Let’s say the number of students passing in various subjects was something like this:

SubjectNumber of candidates passed
Hindi159052
History158585
Economics383647
NCC304

Now, since the grades are divided into eight equal groups, CBSE divides each subject into a total of eight.

Here is what it looks like:

SubjectPassed candidatesStudents per Grade Band (Approx.)
Hindi15905219882 per grade band
History15858519824 per grade band
Economics38364747956 per grade band
NCC30438 per grade band

So in Hindi, top 19882 students in terms of marks will get A1. Next 19882 will get A2. Then to B1 and so on to D2.

In Economics, as more students appear and pass, each grade band becomes much larger. About 47956 students fall in each grade bracket.

And in a subject like NCC where only 304 students passed, each grade band will have only 38 students.

It clearly shows how grades are determined by group performance rather than fixed numbers.

CBSE sometimes releases sample mark limit tables just to give a general idea to schools and students. But the official rule is based on relative ranking. Final grade limits are always determined after an analysis of how students performed in that subject that year.

So in simple words, your grade is not just about how many marks you get. It’s also about how everyone else scored.

ICSE Grading System

ICSE Uses both numbers and grades together. So students see their exact score as well as the grade band they fall into.
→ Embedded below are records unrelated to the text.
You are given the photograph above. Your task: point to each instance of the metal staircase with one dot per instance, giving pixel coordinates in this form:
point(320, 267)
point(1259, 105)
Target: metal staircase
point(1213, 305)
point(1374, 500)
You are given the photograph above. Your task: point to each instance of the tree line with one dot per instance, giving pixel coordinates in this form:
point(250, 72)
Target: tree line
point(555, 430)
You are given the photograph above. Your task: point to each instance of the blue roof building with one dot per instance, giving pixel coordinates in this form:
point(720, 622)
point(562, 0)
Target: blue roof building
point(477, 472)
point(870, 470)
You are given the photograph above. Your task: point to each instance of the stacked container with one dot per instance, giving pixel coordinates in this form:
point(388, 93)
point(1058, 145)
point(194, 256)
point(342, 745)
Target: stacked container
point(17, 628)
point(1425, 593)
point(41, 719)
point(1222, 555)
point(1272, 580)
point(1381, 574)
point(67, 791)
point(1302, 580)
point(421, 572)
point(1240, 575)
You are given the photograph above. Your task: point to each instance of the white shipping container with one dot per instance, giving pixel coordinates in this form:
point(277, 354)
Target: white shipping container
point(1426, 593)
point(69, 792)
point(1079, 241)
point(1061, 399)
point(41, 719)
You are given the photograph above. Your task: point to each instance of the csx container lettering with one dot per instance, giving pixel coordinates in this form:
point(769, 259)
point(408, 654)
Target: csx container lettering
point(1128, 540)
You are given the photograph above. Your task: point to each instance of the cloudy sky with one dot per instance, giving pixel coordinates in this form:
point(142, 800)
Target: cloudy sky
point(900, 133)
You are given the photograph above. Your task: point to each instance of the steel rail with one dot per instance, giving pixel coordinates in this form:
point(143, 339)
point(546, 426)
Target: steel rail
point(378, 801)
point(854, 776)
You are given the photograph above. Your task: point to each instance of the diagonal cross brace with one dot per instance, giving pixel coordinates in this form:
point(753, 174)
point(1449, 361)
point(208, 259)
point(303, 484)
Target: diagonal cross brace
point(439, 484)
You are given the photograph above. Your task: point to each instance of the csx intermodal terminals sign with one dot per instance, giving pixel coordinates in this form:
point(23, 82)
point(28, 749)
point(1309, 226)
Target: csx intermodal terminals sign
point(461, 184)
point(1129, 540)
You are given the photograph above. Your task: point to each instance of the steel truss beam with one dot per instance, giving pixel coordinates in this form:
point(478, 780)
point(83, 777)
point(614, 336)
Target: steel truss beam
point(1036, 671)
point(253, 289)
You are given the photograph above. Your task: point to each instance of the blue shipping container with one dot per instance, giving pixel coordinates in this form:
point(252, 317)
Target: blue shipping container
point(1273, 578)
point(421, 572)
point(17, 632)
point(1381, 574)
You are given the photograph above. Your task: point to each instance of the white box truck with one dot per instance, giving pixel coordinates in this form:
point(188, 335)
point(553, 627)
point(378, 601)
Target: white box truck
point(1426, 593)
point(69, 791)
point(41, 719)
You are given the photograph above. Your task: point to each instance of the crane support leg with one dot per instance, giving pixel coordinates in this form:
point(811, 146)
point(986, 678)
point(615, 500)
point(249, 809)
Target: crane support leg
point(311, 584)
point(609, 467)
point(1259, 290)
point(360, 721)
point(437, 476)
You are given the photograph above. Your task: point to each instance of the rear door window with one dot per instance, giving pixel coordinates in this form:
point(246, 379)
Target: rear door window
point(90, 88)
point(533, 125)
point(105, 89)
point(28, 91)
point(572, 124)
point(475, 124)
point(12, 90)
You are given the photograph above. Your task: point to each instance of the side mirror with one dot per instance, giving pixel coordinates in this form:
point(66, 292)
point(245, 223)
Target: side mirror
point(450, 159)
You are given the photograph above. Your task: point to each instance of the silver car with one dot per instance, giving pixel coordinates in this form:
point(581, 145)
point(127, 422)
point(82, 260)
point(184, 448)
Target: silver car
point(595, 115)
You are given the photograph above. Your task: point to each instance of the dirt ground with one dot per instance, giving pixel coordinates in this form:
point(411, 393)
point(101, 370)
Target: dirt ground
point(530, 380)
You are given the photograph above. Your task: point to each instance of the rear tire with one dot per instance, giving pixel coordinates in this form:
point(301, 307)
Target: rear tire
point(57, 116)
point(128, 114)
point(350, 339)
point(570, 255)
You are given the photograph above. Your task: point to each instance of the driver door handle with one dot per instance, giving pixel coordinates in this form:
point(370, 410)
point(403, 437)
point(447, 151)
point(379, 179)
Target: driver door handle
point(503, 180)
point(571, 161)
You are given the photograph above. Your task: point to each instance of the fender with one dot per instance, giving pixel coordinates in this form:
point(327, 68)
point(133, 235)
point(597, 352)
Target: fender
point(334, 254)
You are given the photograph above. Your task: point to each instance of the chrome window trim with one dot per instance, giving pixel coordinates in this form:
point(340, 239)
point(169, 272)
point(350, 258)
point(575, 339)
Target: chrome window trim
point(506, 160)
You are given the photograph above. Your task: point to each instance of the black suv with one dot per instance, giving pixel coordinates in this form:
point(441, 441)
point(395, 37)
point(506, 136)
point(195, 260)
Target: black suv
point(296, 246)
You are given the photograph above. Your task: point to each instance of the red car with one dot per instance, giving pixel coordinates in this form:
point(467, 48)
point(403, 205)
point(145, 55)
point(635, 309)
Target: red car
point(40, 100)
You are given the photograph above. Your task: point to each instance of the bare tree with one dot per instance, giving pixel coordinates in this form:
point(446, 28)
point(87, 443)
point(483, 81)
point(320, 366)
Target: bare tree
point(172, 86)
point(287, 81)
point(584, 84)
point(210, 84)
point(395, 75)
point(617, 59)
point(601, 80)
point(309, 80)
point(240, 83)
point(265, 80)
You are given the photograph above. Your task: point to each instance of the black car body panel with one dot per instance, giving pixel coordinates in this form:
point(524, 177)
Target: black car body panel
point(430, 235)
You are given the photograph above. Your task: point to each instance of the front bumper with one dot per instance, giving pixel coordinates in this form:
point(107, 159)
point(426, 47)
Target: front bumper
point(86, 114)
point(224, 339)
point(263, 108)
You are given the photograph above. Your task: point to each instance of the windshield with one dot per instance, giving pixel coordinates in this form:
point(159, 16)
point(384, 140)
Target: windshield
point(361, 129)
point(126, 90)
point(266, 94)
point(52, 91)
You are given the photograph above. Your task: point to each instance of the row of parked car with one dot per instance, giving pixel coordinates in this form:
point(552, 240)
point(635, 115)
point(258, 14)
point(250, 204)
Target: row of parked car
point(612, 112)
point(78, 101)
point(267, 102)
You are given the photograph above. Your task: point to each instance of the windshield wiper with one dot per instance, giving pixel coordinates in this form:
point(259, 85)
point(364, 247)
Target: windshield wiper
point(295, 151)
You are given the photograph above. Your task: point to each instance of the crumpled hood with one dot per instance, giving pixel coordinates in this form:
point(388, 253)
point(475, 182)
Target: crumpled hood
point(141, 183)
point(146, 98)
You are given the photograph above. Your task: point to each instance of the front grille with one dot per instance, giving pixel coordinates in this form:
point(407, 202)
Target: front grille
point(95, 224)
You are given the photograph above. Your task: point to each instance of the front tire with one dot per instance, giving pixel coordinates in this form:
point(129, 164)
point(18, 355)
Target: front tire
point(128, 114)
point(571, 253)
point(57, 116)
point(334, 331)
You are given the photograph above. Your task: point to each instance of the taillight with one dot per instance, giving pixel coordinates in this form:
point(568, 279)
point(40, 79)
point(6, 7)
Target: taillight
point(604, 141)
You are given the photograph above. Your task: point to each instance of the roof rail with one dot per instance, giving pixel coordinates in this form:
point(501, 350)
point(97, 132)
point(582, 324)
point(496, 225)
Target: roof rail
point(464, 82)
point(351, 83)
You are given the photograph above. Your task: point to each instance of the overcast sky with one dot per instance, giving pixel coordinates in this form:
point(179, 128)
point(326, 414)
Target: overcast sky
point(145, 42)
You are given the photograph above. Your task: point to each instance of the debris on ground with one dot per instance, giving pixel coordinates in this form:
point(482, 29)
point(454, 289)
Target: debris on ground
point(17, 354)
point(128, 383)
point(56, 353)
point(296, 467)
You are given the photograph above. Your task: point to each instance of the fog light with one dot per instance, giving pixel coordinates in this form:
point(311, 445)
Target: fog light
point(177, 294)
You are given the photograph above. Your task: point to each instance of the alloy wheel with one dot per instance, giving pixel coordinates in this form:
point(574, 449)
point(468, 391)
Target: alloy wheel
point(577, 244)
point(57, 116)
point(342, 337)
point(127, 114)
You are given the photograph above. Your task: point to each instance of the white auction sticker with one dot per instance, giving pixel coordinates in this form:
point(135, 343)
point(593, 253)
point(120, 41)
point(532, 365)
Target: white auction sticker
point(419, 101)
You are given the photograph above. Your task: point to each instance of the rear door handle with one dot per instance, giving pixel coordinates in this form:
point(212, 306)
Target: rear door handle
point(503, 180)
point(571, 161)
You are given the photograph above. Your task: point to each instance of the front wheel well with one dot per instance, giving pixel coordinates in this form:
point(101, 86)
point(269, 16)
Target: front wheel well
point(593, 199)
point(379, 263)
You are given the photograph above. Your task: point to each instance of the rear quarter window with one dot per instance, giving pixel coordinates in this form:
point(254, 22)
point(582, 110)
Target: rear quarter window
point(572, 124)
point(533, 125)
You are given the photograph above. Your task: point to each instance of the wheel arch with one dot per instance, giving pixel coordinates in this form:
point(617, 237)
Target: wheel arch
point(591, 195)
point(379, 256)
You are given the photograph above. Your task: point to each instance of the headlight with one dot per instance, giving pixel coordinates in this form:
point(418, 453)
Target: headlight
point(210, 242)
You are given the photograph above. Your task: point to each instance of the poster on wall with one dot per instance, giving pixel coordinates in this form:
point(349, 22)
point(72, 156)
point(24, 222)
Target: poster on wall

Along with final exams, internal assessments also play a role.

A simple class description looks like this:

gradePercentage limitNarrative
A191-100Outstanding
A281-90The best
B171-80very good
B261-70good
C151-60Satisfying
C241–50Acceptable
D33–40Below average
EBelow 33failed

External examinations usually carry 80% weightage, while projects and practicals carry the remaining 20%.

State Boards

Gujarat Board (GSEB) – SSC (Class 10)

Gujarat Board Also uses a grade band system similar to CBSE. Grades are assigned subject wise based on the marks obtained.

Marks Rangegrade
91-100A1
81-90A2
71-80B1
61-70B2
51-60C1
41–50C2
35–40D
21–35E1
0–20E2

Students must score at least 33% in each subject to pass.

Gujarat Board (GSEB) – HSC (Class 12)

For Class 12, the board uses a slightly stricter 7-point grading scale.

gradeMarks Range (%)Grade point
A191-10010
A281-909
B175-808
B262-707
C151-606
C245–505
D33–404

Students need a minimum of 33% in theory, practical and aggregate.

Maharashtra Board – SSC (Class 10)

Maharashtra Board Uses division-style result bands instead of subject-only grades.

Overall result bandCumulative percentage
Privilege75% and above
Grade I60% – 74%
Class II45% – 59%
passMinimum passing marks

Students must score at least 35% in each subject to pass.

Maharashtra Board – HSC (Class 12)

The structure remains the same at class 12 level.

Overall result bandCumulative percentage
Privilege75% and above
Grade I60% – 74%
Class II45% – 59%
passMinimum passing marks

Theory and practical marks are counted separately, and students must pass both.

Telangana Board – SSC (Class 10)

Telangana Board A grade plus grade follows a point system.

SignsGrade pointgrade
91-10010A1
81-909A2
71-808B1
61-707B2
51-606C1
41–505C2
35–404D
Below 35E

Students need 35% to pass each subject.

Telangana Intermediate (Classes 11-12)

Here the ranking is based on the total marks of both the years.

Aggregate MarksPercentagegrade
Above 75075%+Oh
600-74960-75%B
500-59950-60%C
350–49935-50%D
Below 350Below 35%No grade.

Punjab Board (PSEB)

Punjab Board Uses a seven-grade scale.

SignsGrade pointgrade
91-10010A+
81-909Oh
71-808B+
61-707B
51-606C+
41–505C
0–404D

A minimum of 33% is required to pass.